Destination : 3 , Chambre avec vue...


Vivre et Mourir. Chroniques de la 1ère guerre (1)

Joseph – 24 septembre 1916



« Ce soir, je dors dans la chambre avec vue ! » Voilà ce que Jean avait dit ce matin, lorsqu’à son retour des manœuvres d’entrainement, Joseph était venu comme à son habitude le saluer. Il avait senti dans la voix de son jeune frère, et malgré ses efforts pour paraître assuré, ce léger tremblement qui montrait sa peur. Joseph n’avait rien dit, il avait simplement pris son cadet dans ses bras pour le serrer longuement. Que pouvait-il dire ? A quoi cela servirait-il qu’il lui décrive ce qui l’attendait là-bas ? Jean le découvrirait bien assez tôt… Joseph connaissait bien la triste réalité, cela faisait des mois qu’il était là et il avait déjà bien souvent pris son poste avec les copains. Il en savait l’horreur, la triste ironie. Dans la tranchée de première ligne, il fallait faire face aux rats, à la vermine, à l’ennui, aux privations et surtout, au désespoir. Et, quand on en sortait, c’était pour se retrouver face au feu de l’ennemi. Quelle que soit la situation, l’enjeu était toujours le même : survivre.

Regardant le visage encore enfantin de son frère d’à peine vingt ans, Joseph avait eu envie de le protéger, encore une fois, comme quand ils étaient gosses et que le Gaspard s’amusait à leur jeter des pierres sur le chemin de l’école… Un instant, l’idée d’aller se porter volontaire à la place de Jean avait traversé son esprit mais il s’était vite repris : en faisant cela, il prenait le risque de faire passer son frère pour un lâche comme ce pauvre Pierre qui était devenu fou de terreur et avait été « sanctionné », sur ordre des Commandants. Et Joseph savait que non seulement son frère ne l’était pas, lâche, mais qu’en plus il aurait refusé sa proposition en lui répondant : « Toi, tu as ta femme et ta gosse qui t’attendent au pays ! ».

Assis sur le sol avec les camarades du pays, appartenant comme lui au 88ème Régiment d’Infanterie, ce régiment de Gascons venus du Gers, des Landes ou des Pyrénées avec lequel il partage l’accent et le même patois, Joseph regardait ses cartes sans vraiment penser à la partie qu’il est en train de jouer. « Pourvu qu’il ne pleuve pas ! ». C’est ce qu’il s’était dit, en voyant les nuages venus de l’ouest s’amonceler dans le ciel. Car alors, la tranchée se transformerait en un immense marécage duquel il faut extraire l’eau pour éviter que les parois s’effondrent et que les abris s’écroulent. Et viendrait alors s’ajouter le froid humide et les maladies…

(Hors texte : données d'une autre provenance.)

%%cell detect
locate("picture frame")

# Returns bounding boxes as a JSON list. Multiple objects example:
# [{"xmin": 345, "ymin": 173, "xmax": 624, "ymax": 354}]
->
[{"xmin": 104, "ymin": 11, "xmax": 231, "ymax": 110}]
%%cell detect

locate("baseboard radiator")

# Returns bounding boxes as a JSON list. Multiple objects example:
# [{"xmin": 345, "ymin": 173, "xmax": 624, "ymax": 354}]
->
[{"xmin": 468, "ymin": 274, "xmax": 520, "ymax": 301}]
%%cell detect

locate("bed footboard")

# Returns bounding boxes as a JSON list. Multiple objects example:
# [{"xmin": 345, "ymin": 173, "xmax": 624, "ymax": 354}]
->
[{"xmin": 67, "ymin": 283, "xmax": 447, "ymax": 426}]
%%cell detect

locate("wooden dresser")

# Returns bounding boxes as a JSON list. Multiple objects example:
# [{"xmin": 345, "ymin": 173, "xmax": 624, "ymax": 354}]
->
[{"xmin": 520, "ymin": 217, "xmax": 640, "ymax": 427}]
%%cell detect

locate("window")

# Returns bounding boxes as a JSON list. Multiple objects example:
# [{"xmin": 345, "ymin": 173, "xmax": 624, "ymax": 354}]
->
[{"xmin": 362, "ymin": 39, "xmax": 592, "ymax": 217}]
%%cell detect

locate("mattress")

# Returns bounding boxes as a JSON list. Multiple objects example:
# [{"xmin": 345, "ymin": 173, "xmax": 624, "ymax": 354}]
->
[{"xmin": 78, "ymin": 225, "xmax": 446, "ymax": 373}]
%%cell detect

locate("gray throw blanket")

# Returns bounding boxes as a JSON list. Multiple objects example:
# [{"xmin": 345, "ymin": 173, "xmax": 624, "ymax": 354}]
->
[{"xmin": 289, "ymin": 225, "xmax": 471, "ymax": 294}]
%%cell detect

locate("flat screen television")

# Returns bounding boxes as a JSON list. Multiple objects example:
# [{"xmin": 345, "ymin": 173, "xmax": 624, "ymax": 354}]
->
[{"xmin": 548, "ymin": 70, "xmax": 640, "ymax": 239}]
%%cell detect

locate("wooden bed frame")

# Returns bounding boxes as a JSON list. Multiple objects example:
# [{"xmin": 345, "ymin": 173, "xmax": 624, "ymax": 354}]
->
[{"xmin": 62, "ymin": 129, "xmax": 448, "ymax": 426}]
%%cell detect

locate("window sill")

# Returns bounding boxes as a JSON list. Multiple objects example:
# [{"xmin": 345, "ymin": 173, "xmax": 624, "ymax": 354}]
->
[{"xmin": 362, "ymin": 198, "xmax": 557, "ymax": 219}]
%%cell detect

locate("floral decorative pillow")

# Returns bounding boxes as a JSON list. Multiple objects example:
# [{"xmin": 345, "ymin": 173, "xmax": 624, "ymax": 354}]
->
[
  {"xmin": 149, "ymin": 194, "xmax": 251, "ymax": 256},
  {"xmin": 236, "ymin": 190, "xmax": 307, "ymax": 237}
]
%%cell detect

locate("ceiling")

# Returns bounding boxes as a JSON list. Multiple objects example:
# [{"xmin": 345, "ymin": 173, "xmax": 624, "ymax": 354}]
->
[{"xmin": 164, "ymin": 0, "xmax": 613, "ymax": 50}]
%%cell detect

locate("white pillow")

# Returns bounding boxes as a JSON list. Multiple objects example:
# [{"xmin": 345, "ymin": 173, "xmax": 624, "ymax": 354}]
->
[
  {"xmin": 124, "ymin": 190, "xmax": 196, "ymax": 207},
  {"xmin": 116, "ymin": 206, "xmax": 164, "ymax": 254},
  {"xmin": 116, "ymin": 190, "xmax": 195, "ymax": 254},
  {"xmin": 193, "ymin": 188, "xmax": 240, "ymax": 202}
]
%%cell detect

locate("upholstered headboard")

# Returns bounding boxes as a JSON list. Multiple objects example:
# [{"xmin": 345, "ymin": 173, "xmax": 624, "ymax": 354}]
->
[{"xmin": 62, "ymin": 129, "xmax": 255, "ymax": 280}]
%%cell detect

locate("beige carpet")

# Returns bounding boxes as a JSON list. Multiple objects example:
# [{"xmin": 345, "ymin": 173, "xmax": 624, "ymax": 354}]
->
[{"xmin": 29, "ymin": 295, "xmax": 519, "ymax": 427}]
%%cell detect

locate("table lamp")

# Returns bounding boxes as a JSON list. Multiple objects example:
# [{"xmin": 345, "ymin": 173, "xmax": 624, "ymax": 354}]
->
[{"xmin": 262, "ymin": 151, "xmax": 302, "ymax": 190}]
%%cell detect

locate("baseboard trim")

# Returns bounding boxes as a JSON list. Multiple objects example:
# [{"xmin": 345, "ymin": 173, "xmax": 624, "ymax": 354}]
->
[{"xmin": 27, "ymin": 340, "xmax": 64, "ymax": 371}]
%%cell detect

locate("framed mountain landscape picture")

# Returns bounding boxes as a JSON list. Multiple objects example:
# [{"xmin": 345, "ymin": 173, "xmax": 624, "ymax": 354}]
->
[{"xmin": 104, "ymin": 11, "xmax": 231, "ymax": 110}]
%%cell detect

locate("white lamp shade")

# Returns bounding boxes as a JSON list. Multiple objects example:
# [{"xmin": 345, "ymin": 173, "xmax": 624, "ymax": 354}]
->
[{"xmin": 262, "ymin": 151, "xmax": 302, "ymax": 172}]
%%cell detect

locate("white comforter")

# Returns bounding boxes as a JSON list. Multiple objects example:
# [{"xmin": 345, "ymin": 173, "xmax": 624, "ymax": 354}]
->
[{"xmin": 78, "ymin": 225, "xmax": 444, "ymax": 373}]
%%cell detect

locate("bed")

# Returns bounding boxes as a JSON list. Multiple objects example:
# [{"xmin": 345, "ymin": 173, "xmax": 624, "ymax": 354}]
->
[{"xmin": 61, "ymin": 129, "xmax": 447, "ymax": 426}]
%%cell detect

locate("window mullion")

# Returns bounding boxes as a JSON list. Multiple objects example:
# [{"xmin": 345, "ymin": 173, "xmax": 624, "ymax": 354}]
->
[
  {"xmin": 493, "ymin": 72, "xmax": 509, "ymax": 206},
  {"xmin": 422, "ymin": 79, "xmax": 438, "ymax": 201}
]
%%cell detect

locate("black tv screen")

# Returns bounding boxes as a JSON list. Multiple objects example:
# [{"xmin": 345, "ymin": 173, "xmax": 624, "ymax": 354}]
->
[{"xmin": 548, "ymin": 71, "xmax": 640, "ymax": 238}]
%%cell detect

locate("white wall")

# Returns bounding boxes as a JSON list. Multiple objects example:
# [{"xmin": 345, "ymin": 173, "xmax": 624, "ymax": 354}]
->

La nuit tombait maintenant, étreignant le cœur de Joseph qui pensait à cette première nuit que son frère allait passer sur le « front de mer », comme ils disaient entre eux en rigolant amèrement. A quelques kilomètres à peine de leur zone de cantonnement organisé dans ce petit village de la Somme détruit par l’ennemi et abandonné de ses habitants qui avaient fui, l’océan qui séparait les deux armées n’avait de maritime que le nom. Derrière la fumée de la cigarette qu’il serre entre ses lèvres, il voyait le désert de terre et de pierre, ravagé par les bombes et les combats incessants depuis des mois.

Ce soir-là, en se couchant dans la grange qui leur sert de dortoir, Joseph sentit contre sa poitrine la lettre que Jean lui a remise avant de partir. « C’est pour maman, au cas où… ». Devant ses yeux qui n’essayaient même plus de chercher le sommeil, attendant que l’épuisement ait raison de lui, il imaginait sans peine la vue que son frère guette au même moment, depuis sa chambre de terre et de barbelés.